Computational Organometallic Chemistry
Research uses computational chemistry to model reaction mechanisms in transition metal organometallic chemistry. Methods employed include density functional theory, hybrid QM/MM calculations and molecular dynamics. We aim to understand challenging bond activation processes (C-H and C-F bond cleavage), rationalise unusual reactivity patterns and model multi-step catalytic cycles. Research is usually carried out in close collaboration with experimental chemists.
1. Ambiphilic Metal-Ligand Assisted (AMLA) C-H Activation
We have developed the concept of Ambiphilic Metal-Ligand Assisted (AMLA) C-H activation. In this process an agostic interaction to an unsaturated metal centre combines with H-bonding to a basic co-ligand to facilitate C-H bond cleavage. With aromatic C-H activation at [Pd(OAc)2] this mechanism supersedes the long-proposed Wheland-type intermediate. AMLA can account for facile C-H bond cleavage of both e--deficient and e--rich aromatic substrates at a range of late transition metal centres.
Figure 1. Computed agostic Intermediate in the AMLA-6 C-H Activation of dimethylbenzylamine at [Pd(OAc)2].

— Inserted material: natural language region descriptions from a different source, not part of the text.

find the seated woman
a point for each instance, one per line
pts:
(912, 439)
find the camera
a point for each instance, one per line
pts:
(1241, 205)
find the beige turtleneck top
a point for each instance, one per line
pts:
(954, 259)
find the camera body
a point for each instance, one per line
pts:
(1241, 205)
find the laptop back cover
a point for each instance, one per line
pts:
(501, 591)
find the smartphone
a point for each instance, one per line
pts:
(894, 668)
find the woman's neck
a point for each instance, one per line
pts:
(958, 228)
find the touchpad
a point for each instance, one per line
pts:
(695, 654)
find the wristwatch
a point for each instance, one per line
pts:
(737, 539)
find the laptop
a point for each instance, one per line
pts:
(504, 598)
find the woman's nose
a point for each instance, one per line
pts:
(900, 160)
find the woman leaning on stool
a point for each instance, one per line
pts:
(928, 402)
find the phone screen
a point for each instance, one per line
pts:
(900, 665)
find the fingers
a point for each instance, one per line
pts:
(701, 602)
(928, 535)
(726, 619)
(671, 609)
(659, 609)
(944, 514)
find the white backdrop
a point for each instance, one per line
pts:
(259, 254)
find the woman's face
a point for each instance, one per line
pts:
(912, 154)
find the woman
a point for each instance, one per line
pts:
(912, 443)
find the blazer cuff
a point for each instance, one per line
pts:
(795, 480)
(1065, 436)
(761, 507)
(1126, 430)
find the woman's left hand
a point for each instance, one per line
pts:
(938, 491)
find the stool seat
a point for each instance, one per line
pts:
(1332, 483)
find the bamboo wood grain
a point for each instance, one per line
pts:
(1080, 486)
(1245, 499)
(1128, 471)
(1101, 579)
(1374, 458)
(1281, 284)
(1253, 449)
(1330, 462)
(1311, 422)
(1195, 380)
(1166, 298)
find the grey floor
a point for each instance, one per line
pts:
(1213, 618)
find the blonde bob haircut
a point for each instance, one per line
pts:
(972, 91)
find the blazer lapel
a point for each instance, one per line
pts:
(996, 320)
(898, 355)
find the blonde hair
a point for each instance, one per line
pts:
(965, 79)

2. Metallophosphoranes and Aromatic C-F Bond Activation
We have defined novel ligand-assisted mechanisms for breaking the strong C-F bond of fluoroaromatics. This process involves nucleophilic attack by an e--rich metal centre with addition of a C-F bond over the M-L moiety, where L can be PR3, SiR3 or BR2. For L= PR3metallophosphoranes, [LnM-(PFR3)], are formed as intermediates or transition states. Metallophosphoranes also play a role in the unusual M-F/P-R exchange reactions, such as the interconversion of [RhF(PPh3)3] to [Rh(Ph)(PFPh2)(PPh3)2].
Figure 2. The central role of metallophosphoranes in phosphine-assisted C-F bond activation and F/R exchange processes.
3. Ruthenium N-Heterocyclic Carbene (NHC) Complexes in Catalysis
NHC ligands often confer enhanced reactivity on metal complexes. An example is the hydrodefluorination of C6F5H to give 1,2-C6F4H2 catalysed by [Ru(H)2(CO)(NHC)(PR3)2] species. Calculations show this unusual ortho-selectivity arises from a nucleophilic attack mechanism where the hydride ligand (and not the metal) acts as the reacting species. Calculations also aim to understand the stability of NHC ligands towards metal-based decomposition reactions such as C-H, C-C and C-N activation.
Figure 3. Nucleophilic attack of a hydride ligand at the ortho position of C6F5H.